I would rate the diving here as easy and rewarding. The water is 27c, visibility 30m and current negligible with plenty of sea life to observe; healthy hard and soft corals, eels, scorpion fish, the usual suspects, anemones, shrimp, and we're told, seahorses and frog fish. We didn't see the last two.
|spotted anemone shrimp|
I have to admit I didn't take any of these underwater photos. I've lifted them from www.reeffishes.org. All pics were taken here though. When I first met David he used a state of the art video camera and I had a stills camera. We loved documenting what we saw and then my camera died and the interest in using the video camera waned until we now dive to look at fish rather than dive to look at fish through a lens. I think we see more and are better divers for not having the diversion. Deciding whether to replace the UW camera I had to ask myself why take photos when professionals do a far better job? My end use was to post in the blog. We have talked about replacing the expensive kit with a compact GoPro. Perhaps one day.
In the meantime I've borrowed to illustrate what we found in two weeks' diving. Down at 30m we were mobbed by huge silver tarpons cruising the reef, followed by darting tuna and trevally. There were a couple of boat hulls to peer in to. Coming up to the mid range we paused to watch shrimp in anemones and discover Scorpion fish lying inert on the sand and at the top of the reef were snake heels hunting under rocks, big eyed porcupine fish pretending to be invisible and lots and lots of nooks where a seahorse might lurk or a piece of coral crying out for a frogfish to rest on. No seahorses. No frogfish.
If you're coming to Bonaire on a yacht and want a site close to the mooring field, leap off the back of your boat and go exploring, or south of the entrance to the marina is a buoy marked 'Something Special'. I read a glowing report of what was seen in one dive, shrugged it off thinking not so close to all the boat traffic and relegated it to a quick late afternoon dip. What a surprise we had! Variety of species, health of the coral. It was good enough to go back for two more dives.

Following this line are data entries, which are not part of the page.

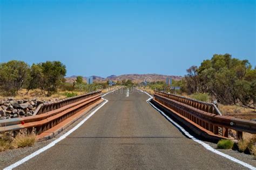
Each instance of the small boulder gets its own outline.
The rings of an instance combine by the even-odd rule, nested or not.
[[[12,110],[11,112],[12,113],[12,114],[17,114],[18,113],[18,110],[16,109],[15,109]]]
[[[19,107],[21,108],[22,109],[25,109],[25,108],[28,108],[29,105],[29,103],[27,102],[27,103],[25,103],[19,104]]]
[[[9,105],[8,107],[7,107],[7,109],[6,109],[6,110],[8,110],[8,111],[12,111],[14,110],[14,108],[12,107],[12,106],[11,105]]]
[[[19,117],[19,115],[18,115],[17,114],[15,114],[14,115],[11,116],[11,118],[17,118],[17,117]]]
[[[4,105],[1,105],[1,108],[4,110],[7,110],[7,107],[5,106]]]
[[[5,112],[5,111],[1,107],[0,107],[0,116],[6,116],[6,114]]]
[[[35,103],[35,102],[33,101],[29,101],[29,103],[30,103],[30,104],[32,106],[34,106],[36,104],[36,103]]]
[[[32,114],[31,114],[30,112],[28,112],[26,114],[26,116],[32,116],[33,115]]]
[[[29,104],[28,106],[28,108],[29,108],[30,110],[33,109],[33,106],[31,104]]]
[[[5,105],[6,107],[8,107],[10,105],[10,103],[9,103],[8,102],[4,102],[3,104],[4,104],[4,105]]]
[[[19,116],[24,116],[25,114],[23,110],[19,110],[18,112]]]
[[[19,104],[17,102],[15,102],[12,104],[14,108],[17,109],[19,107]]]

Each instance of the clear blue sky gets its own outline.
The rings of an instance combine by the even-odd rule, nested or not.
[[[184,75],[214,53],[256,65],[254,1],[0,1],[1,62],[103,77]]]

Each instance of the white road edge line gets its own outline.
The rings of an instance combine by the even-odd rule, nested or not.
[[[129,89],[127,89],[127,90],[126,90],[126,97],[129,97]]]
[[[109,93],[112,93],[112,92],[113,92],[113,91],[114,91],[114,90],[117,90],[117,89],[116,89],[116,90],[112,90],[111,91],[108,92],[108,93],[106,93],[105,94],[103,95],[102,96],[102,97],[106,95],[107,95],[107,94],[108,94]],[[84,124],[84,123],[85,122],[85,121],[86,121],[87,119],[89,119],[89,118],[90,118],[92,115],[93,115],[98,110],[99,110],[99,109],[100,109],[106,103],[107,103],[109,102],[109,101],[107,100],[106,99],[105,99],[105,98],[102,98],[102,98],[105,101],[105,102],[102,105],[100,105],[99,107],[98,107],[96,109],[95,109],[93,112],[92,112],[91,114],[90,114],[89,115],[86,116],[86,117],[85,117],[84,119],[83,119],[83,121],[82,121],[79,123],[78,123],[74,128],[73,128],[70,130],[69,130],[68,132],[66,132],[66,133],[63,134],[59,138],[58,138],[56,139],[56,140],[53,140],[53,141],[52,141],[51,143],[50,143],[50,144],[47,145],[46,146],[41,148],[39,150],[37,150],[37,151],[35,151],[35,152],[31,153],[31,154],[26,156],[26,157],[23,158],[21,160],[18,161],[17,162],[16,162],[10,165],[9,166],[5,168],[4,169],[4,170],[5,170],[5,169],[12,169],[13,168],[17,167],[19,165],[21,165],[21,164],[22,164],[24,162],[28,161],[29,160],[30,160],[31,158],[35,157],[35,156],[39,154],[40,153],[42,153],[43,152],[44,152],[44,151],[47,150],[48,149],[52,147],[52,146],[55,145],[55,144],[56,144],[57,143],[58,143],[59,141],[60,141],[63,140],[64,139],[65,139],[72,132],[73,132],[76,130],[78,129],[78,128],[79,128],[80,126],[82,126]]]
[[[194,141],[199,143],[199,144],[203,145],[204,148],[205,148],[206,150],[210,151],[212,152],[213,152],[215,154],[217,154],[219,155],[221,155],[224,158],[226,158],[233,162],[235,162],[236,163],[238,163],[239,164],[240,164],[250,169],[256,169],[256,167],[254,167],[252,165],[251,165],[247,163],[246,163],[245,162],[243,162],[242,161],[240,161],[240,160],[237,159],[237,158],[235,158],[234,157],[232,157],[228,154],[226,154],[225,153],[224,153],[220,151],[219,151],[213,147],[212,147],[211,146],[205,143],[201,140],[200,140],[199,139],[197,139],[197,138],[194,137],[192,135],[190,134],[190,133],[188,133],[186,130],[185,130],[183,128],[182,128],[180,125],[179,125],[178,123],[177,123],[176,122],[174,122],[173,119],[172,119],[171,118],[170,118],[168,116],[165,115],[165,114],[161,111],[161,110],[157,108],[154,105],[153,105],[152,103],[151,103],[150,101],[153,98],[153,97],[149,94],[147,93],[146,91],[144,91],[142,90],[140,90],[142,92],[144,92],[147,95],[148,95],[150,98],[149,98],[148,100],[146,100],[146,102],[150,104],[156,110],[158,111],[161,114],[162,114],[166,118],[167,118],[170,122],[171,122],[172,123],[173,123],[178,129],[179,129],[180,130],[181,130],[184,134],[186,135],[187,137],[190,138],[190,139],[192,139]]]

We would have liked to do a lot more diving but David was suffering with sciatica, a leftover from the haulout and hauling heavy scaffolding planks around, causing him too much pain in his leg to enjoy the swimming. Lugging heavy tanks and kit in and out of the dinghy wasn't helping him to recover so we've opted to suspended our underwater breathing until Aruba – the island after Curacao and about two weeks time.